The servers in our system all use the Network Time Protocol (NTP) to synchronize their internal clocks, enabling the proper recording of audit traces so that event correlation can be performed at any instant. We operate our own Stratum 1 clock which (along with access to several other Stratum 1 clocks operated by other organizations) gives all of our servers a highly consistent, reliable, and accurate time baseline.
The internal communication between a server and the back-end system is performed with authenticated Representation State Transfer (RESTful) operations layered on HTTPS transport.
Our systems support both IPv4 and IPv6. Our registration systems and name server systems are fully DNSSEC compliant.

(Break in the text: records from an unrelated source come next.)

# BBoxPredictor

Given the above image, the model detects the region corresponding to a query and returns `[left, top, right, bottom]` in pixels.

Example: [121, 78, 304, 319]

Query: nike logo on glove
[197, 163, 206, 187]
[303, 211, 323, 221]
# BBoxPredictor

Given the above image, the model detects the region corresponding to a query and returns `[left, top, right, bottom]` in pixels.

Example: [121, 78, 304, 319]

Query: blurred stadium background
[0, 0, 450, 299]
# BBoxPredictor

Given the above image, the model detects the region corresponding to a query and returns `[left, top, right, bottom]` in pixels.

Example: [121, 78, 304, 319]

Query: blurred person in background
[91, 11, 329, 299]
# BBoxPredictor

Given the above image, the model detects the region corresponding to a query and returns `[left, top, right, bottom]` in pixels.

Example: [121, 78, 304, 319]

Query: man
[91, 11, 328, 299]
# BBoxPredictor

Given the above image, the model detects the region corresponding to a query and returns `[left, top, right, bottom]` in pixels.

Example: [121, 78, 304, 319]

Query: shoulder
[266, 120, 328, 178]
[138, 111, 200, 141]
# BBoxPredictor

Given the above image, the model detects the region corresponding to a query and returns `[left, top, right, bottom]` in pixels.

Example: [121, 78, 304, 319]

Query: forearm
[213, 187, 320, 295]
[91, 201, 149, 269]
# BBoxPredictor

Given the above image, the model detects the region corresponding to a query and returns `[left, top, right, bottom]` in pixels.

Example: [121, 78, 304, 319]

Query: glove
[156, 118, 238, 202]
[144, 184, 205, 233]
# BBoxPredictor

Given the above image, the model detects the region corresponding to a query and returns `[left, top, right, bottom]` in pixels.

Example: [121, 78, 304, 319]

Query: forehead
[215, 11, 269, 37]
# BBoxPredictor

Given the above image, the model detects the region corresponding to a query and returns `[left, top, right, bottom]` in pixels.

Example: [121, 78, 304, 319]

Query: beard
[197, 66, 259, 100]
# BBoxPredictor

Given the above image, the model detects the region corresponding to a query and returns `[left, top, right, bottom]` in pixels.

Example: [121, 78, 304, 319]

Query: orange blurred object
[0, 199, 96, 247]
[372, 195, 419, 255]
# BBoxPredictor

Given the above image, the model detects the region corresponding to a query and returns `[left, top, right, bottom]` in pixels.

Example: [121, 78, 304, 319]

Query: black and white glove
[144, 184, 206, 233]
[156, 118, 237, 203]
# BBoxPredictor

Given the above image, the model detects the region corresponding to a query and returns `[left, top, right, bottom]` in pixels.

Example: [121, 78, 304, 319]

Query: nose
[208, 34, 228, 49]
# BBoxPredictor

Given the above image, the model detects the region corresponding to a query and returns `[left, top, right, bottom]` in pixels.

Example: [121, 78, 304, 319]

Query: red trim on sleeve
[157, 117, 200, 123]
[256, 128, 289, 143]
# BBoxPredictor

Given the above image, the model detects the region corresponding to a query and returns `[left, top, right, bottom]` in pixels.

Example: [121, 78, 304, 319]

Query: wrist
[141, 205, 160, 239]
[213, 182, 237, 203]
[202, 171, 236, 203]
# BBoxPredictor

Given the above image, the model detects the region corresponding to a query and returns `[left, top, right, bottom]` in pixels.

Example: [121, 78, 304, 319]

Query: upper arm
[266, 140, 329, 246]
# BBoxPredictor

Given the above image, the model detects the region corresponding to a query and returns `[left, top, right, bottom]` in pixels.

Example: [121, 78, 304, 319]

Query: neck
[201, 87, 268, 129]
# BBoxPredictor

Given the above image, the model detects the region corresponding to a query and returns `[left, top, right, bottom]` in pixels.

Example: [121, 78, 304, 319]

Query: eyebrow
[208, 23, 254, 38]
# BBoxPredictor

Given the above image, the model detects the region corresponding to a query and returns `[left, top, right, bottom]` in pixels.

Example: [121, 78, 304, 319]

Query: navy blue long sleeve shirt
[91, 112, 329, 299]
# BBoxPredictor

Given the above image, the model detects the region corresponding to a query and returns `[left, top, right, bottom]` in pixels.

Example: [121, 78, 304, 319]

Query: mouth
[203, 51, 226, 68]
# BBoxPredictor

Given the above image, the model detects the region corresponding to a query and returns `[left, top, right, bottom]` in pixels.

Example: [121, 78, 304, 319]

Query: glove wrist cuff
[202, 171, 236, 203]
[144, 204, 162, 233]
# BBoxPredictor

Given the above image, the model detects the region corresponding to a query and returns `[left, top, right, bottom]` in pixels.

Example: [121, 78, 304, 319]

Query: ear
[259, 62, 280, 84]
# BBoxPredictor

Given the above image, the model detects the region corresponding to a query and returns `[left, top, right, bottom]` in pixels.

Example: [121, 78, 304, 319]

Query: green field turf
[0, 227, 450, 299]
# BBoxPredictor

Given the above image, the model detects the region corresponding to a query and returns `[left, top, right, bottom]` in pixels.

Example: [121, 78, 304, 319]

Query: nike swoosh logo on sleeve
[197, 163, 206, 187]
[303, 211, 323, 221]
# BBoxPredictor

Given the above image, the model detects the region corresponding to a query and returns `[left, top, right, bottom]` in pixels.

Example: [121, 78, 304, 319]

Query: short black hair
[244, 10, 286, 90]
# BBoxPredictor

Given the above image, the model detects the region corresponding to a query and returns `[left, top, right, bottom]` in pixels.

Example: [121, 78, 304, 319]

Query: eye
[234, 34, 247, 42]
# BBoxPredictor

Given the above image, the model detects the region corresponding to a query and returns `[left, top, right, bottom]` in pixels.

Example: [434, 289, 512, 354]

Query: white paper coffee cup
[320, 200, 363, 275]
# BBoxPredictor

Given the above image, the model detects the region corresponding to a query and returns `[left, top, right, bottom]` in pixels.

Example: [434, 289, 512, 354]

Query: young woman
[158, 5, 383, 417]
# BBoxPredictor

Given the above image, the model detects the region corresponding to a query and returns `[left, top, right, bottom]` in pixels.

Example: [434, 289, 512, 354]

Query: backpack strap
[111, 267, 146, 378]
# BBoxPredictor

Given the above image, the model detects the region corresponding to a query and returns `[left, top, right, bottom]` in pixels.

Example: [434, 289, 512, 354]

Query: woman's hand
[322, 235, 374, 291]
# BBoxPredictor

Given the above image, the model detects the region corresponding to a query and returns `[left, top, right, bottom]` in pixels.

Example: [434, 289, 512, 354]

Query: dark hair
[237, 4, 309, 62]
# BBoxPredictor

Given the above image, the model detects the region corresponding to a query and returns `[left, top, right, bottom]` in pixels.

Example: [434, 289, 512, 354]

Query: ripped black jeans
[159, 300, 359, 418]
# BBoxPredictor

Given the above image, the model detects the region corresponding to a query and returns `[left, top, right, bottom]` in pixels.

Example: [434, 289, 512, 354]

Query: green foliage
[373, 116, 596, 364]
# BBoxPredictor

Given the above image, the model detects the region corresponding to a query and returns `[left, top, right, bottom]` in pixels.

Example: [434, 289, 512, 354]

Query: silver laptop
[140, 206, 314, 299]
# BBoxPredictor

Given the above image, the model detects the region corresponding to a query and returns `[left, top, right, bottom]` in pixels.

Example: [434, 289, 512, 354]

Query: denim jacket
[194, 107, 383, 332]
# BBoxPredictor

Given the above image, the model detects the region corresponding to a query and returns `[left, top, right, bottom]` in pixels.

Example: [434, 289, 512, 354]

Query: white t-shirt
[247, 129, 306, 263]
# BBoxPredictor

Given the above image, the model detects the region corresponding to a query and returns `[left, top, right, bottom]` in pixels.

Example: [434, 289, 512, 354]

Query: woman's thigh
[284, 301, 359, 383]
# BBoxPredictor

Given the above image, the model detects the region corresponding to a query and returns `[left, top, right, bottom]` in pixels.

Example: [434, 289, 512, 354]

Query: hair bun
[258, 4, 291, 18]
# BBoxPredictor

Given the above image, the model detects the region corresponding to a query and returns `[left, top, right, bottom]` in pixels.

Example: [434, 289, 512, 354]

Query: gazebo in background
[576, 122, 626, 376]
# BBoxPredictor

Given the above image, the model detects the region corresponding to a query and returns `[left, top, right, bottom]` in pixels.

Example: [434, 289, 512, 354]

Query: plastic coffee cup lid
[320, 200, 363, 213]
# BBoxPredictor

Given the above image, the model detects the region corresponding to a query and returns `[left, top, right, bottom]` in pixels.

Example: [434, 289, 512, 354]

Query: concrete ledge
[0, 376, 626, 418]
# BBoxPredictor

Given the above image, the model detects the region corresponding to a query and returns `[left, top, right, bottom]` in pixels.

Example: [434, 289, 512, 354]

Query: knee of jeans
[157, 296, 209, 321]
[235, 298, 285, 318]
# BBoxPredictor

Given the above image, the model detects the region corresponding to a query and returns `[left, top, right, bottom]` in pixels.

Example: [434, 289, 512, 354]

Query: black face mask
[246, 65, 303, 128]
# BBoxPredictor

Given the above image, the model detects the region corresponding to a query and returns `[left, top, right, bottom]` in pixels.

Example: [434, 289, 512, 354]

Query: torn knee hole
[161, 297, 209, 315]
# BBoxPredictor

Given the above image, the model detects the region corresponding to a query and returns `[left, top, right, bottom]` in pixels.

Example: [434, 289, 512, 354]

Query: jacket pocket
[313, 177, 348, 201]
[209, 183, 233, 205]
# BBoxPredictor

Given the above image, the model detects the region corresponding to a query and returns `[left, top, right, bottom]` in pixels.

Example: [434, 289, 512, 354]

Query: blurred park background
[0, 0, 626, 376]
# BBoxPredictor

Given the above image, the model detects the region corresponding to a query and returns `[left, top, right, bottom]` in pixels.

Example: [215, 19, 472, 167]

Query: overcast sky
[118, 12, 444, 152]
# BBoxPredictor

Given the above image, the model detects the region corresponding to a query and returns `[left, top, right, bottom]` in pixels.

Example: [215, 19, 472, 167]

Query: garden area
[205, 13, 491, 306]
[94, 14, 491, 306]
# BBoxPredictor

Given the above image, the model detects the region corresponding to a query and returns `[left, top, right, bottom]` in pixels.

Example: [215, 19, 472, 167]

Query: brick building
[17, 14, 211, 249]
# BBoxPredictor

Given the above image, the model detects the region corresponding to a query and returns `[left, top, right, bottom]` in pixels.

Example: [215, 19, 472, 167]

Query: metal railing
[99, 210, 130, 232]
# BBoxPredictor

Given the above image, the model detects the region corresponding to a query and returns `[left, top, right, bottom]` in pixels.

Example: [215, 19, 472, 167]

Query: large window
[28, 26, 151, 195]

For information on Whois and DNS service implementation and performance, please refer to our answer to questions 26 and 35.
24.1.1. EPP Software
Internet Systems Consortiumʹs Shared Registry System (ISC-SRS) is a software package created from the ground up. Its design is based on the set of requirements specified in the ICANN gTLD Applicantʹs Guidebook and on our previous experience with registry software. This is a second generation implementation; its predecessor (OpenReg) had been an earlier initiative within ISC to provide an Open Source registry solution.
OpenReg was used by a few organizations, but mostly became a reference implementation for various software implementers who used it as the platform on which to build their solutions.
The experience gained from OpenReg, and the incorporation into ISCʹs staff of engineers and operations staff with background in registry operations, has led to the creation of a new and innovative system that makes use of modern software technologies to achieve simplicity, scalability, and resiliency with high performance and high integrity.
126.96.36.199. Software Development Process
ISC makes use of the Agile Software Development methodology, advocating frequent releases in short development cycles, with the intention of increasing productivity and introducing checkpoints where new requirements can be adopted.
Our methodology focuses on having extensive code reviews (by at least one other person), unit testing of all code, measurability by code-coverage analysis, and prioritizing based on functionality.
188.8.131.52.1. Coding Guidelines
For ISC-SRS, we follow the guidelines and recommendations of the BIND 9 Coding guidelines as published in http:⁄⁄bind10.isc.org⁄wiki⁄BIND9CodingGuidelines
184.108.40.206.1.1. Code Review
As is standard for all ISC software development, code must be reviewed by peers before it can be considered ready for production testing. This ensures that coding guidelines have been followed, the code is consistent and factored appropriately.
220.127.116.11.1.2. Code Versioning
Source code is stored using the GIT version control system, which is widely used by many organizations that do software development. Among them are: Linux Kernel, Perl, Eclipse, Gnome, KDE, PostgreSQL, etc.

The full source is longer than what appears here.